Is the added pang of nostalgia you get when unearthing an old treasure enough to make it stand even taller? Does distance really make the heart grow fonder?

It can’t be confected. You can’t bury a record like a time capsule and come back to it expecting revelations.

But geez it’s a good feeling to be surprised by something so familiar. Dig through your shelves this weekend and see if something grabs you for the first time in a long time.

On a side note, I am enjoying your Tom Waitsesque dive down the rabbit hole discussing Ovi and getting drunk at Fordham.

Listened Future doom and the rose-coloured past from Radio National

Why do we see the past through rose-coloured glasses, but not the future? Psychologists tell us that human beings have a tendency to be fearful and pessimistic about the future, while simultaneously romanticising the past.

If the theory is true, it might help explain the difficulties we often have in making informed decisions and effectively planning for the future.

And it could give us an insight into why populist politics is on the rise.

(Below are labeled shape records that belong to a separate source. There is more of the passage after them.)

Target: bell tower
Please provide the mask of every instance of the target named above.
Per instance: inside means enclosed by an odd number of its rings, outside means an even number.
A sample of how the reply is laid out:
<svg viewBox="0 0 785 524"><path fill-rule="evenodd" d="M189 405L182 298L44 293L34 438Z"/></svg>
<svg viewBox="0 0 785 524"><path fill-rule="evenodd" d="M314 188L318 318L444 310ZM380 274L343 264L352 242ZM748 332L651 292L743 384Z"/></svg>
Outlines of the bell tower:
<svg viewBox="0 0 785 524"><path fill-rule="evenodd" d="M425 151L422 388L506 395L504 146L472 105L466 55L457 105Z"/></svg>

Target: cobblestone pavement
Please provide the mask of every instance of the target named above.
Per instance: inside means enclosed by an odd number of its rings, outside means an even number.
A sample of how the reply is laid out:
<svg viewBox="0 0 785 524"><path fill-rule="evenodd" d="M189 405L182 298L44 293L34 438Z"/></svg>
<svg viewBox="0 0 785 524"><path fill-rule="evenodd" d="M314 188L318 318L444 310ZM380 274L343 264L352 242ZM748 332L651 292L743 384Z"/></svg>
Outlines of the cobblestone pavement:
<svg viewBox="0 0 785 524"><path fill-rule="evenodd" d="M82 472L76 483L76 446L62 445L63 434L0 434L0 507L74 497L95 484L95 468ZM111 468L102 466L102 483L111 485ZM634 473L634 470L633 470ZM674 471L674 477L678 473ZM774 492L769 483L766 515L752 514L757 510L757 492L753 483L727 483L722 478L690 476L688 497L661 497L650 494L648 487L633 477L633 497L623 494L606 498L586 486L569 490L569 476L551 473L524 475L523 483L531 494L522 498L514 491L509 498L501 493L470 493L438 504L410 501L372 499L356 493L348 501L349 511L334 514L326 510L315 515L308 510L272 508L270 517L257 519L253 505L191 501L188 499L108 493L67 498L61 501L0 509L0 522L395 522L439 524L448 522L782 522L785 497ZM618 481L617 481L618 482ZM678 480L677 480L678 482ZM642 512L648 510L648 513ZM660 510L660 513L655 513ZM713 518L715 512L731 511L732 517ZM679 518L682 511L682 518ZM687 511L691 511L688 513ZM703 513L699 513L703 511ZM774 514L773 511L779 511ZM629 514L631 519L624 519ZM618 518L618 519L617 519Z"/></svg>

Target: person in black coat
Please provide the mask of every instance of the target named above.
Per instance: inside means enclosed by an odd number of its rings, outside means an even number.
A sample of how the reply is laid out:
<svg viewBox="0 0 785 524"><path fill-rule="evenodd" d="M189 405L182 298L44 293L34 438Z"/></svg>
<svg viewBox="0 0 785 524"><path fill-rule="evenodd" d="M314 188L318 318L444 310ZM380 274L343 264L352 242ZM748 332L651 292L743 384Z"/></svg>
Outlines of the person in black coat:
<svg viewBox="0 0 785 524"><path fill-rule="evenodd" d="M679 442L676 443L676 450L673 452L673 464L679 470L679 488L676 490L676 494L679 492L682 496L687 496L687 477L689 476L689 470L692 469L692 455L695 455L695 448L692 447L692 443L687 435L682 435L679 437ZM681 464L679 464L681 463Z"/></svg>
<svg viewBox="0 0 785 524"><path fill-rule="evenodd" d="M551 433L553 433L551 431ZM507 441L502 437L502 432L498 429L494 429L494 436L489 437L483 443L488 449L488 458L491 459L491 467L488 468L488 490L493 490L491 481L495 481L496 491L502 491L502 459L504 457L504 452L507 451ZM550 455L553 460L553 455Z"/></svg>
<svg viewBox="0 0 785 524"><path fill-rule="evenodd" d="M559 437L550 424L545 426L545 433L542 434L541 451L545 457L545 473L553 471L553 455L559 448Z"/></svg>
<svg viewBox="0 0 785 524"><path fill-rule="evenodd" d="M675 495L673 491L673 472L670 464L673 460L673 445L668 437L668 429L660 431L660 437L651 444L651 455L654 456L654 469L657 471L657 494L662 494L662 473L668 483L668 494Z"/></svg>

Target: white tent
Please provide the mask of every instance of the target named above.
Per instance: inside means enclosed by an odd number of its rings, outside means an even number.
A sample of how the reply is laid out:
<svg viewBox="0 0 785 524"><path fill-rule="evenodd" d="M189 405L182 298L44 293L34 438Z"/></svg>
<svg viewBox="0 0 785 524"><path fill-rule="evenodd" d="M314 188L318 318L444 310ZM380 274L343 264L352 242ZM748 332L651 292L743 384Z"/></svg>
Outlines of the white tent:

Carter Phipps – Author and Managing Director of the non-profit Institute for Cultural Evolution

Dr Steven Pinker – Professor of Psychology, Harvard University

Dr Art Markman – Professor of Psychology and Marketing, University of Texas at Austin, Executive Director IC2 Institute

Dr Roy Baumeister – Professor of Psychology, University of Queensland

Antony Funnell leads an investigation into our pessimistic outlook on the world. Steven Pinker traces our tendency towards the news and negativity back to the Hebrew prophets. Roy Baumeister suggests that our tendency to undervalue the future and celebrate the past is a defence mechanism. Art Markman talks about the dangers of our tendency towards revolution, rather than evolution. This reminds me of an education debate from a few years ago. One of the ideas that closed the podcast was:

Whether you believe you can or can’t, you’re right.

I was intrigued by Pinker’s data dashboard, but concerned about the objective truth provided by data. For example, the Grattan Institute recently released a report stating that the prosperity of young people is going backwards. Would this then be a point of focus, but not a dire prediction?